Although physicians sometimes recommend health-tracking apps and devices to patients, a new report revealed the security risks among popular devices.
The number of people engaging in personal health tracking is on the rise, as are the number of devices available for that purpose. By some estimates, around 15% of Americans use technology to track a health indicator for themselves or a loved one.
The availability of technology like Bluetooth LE and smartphones have made tracking an ever-increasing number of health parameters possible. As physicians recommend these tools to patients, it’s important to be familiar not only with the potential benefits, but also the costs and risks our patients will be incurring. For instance, we may be lulled into thinking that risk does not exist; these tools are, after all, very different than a medication or invasive procedure.

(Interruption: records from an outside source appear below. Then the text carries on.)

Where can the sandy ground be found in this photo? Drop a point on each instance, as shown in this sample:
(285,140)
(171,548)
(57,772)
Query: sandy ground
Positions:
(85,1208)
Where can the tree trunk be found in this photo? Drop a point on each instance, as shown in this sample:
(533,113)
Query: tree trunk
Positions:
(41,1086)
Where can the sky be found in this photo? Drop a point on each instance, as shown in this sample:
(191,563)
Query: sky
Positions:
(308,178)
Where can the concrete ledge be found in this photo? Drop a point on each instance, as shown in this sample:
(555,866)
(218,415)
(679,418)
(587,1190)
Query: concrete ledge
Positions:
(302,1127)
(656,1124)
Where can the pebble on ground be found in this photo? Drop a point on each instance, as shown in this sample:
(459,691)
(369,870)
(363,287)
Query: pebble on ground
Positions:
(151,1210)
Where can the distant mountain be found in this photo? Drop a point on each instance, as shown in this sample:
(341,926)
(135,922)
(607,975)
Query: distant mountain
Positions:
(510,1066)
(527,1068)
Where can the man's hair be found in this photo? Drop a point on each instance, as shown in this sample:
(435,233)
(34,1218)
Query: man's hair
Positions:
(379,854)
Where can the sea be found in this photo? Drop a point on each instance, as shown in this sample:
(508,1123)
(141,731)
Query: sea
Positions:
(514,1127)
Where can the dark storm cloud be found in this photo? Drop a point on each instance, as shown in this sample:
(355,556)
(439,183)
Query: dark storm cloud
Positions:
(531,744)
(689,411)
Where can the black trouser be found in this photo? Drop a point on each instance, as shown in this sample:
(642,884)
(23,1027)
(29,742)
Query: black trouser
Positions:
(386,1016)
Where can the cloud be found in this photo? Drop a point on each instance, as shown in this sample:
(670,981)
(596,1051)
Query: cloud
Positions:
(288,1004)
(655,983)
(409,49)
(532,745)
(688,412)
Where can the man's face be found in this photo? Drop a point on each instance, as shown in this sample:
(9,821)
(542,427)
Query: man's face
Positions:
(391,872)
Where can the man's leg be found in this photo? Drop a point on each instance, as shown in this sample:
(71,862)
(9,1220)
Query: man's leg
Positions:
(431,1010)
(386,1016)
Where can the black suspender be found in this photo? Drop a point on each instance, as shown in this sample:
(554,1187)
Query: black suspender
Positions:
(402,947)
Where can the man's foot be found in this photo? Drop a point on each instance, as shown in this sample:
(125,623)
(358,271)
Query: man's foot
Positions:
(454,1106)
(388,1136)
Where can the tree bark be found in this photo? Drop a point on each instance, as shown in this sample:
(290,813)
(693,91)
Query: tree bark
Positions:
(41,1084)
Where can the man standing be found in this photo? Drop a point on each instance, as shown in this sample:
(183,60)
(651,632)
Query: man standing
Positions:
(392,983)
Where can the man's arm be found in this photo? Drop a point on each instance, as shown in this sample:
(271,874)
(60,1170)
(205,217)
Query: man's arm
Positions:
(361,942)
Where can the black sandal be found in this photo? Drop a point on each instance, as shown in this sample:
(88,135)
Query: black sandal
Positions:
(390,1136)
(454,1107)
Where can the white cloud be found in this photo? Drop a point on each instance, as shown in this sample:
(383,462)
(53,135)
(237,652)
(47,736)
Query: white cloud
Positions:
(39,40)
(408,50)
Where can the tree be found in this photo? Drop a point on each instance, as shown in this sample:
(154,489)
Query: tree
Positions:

In a new report, data security firm Symantec reminds us that nothing is risk free by exposing significant privacy flaws among popular tracking tools.
Researchers from Symantec evaluated personal health-tracking technology in 2 ways. First, they went out into public areas to see what kind of data they could scoop up using less than $100 in equipment. Next, they evaluated the privacy and data security of popular health-tracking apps currently in the market.
In their cyber-snooping experiment, they constructed Bluetooth-scanning devices using Raspberry Pi mini computers. They then placed these devices at set points along the route of a marathon as well as in highly-trafficked public places like city squares and transport hubs in Dublin and Zurich.
The Symantec researchers found they could readily track devices based on a unique identifier they transmit; in fact, they were able to track specific runners along the race route based on this piece of data alone. In addition, they found that several devices would allow further data to be readily extracted with just a few more keystrokes.
In their evaluation of currently-available devices and apps, they revealed a number of other concerning findings as well. For example, they reported that 20% of apps examined transmitted sensitive data like username and passwords in clear text; other apps used very low level and easily crackable types of security. Several apps also exposed other personal information like email addresses.
While it may not seem all that concerning if hackers gain access to a user’s step count history, Symantec’s researchers point out that many people reuse the same usernames and passwords across multiple sites.